GGUS <-> Nagios interactions
Proposed design (draft)
Progress on the Nagios side
Current tasks:
- Provide some addressing mechanim to identify the unique destionation service/host check (= Nagios_service_URI)
- Implement a basic msg-to-queue -> "service comment update" mechanism
- Investigate the mapping between GGUS vs Nagios fields
GGUS -> Nagios (1)
- A message is sent to the Topic _grid.ticket.(name of the GGUS intance).notification
- A specific msg-to-queue handler is listening on this topic and instanciate the appropriate objects, and create/modify existing Nagios services
- The content of the message itself should contain at least the Nagios_service_URI (= Nagios hostname + affected host + affected service)
GGUS -> Nagios (reply-to) (2)
- A message is sent to the Queue _grid.ticket.ack.(hash(nagios hostname))
- A specific msg-to-queue handler is listening on this topic and updates the "Service comment" field of the affected service. The content of the comment is up to the GGUS team.

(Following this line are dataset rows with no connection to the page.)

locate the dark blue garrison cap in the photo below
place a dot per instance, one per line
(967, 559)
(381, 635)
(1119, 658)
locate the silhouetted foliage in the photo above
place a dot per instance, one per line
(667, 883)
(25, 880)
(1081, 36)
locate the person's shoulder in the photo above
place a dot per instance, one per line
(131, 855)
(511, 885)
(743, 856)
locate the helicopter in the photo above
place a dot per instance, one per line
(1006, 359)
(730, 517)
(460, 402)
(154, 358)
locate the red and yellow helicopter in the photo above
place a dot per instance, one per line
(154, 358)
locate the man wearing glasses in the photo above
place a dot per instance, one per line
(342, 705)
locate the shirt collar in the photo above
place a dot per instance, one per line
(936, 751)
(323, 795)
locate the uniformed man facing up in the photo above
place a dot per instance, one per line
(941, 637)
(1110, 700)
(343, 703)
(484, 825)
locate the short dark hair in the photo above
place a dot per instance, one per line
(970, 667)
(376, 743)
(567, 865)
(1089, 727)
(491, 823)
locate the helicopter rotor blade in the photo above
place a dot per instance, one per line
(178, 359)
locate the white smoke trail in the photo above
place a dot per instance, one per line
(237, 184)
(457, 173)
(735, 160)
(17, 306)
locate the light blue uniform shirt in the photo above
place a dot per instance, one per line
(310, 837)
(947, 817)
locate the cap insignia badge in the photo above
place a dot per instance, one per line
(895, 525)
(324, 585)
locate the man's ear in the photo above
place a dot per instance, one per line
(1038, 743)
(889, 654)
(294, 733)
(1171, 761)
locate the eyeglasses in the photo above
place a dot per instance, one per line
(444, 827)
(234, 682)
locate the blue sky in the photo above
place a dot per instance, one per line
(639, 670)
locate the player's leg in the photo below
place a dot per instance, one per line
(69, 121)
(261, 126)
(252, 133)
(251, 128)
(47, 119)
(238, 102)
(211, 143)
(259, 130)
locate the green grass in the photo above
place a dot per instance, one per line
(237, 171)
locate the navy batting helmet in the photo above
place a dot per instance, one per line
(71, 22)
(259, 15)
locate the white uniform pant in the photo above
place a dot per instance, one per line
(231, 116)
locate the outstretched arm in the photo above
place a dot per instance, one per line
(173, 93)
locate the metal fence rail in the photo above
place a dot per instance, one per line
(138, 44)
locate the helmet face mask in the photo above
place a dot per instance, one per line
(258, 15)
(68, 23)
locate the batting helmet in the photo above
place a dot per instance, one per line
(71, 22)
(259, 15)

It may be an HTML formatted message containing the GGUS ticket URL, a specific error message, etc. (See screenshot)
- The content of the message itself should contain at least the Nagios_service_URI (= Nagios hostname + affected host + affected service) and a return message (URL, error code, etc.)
Nagios -> GGUS (3)
- A notification handler is developed to trigger a message aimed at Topic _grid.ticket.(name of the GGUS intance).notification. This notification handler is configured via NCG.
- The content of the message itself should contain at least the Nagios_service_URI (= Nagios hostname + affected host + affected service) and a reply-to field
- Some intelligence is needed to check the service comments before sending a message (ex: has a GGUS ticket being already opened?)
Others
- Nagios could also send a reply-to to messages marked as (1) on the diagram.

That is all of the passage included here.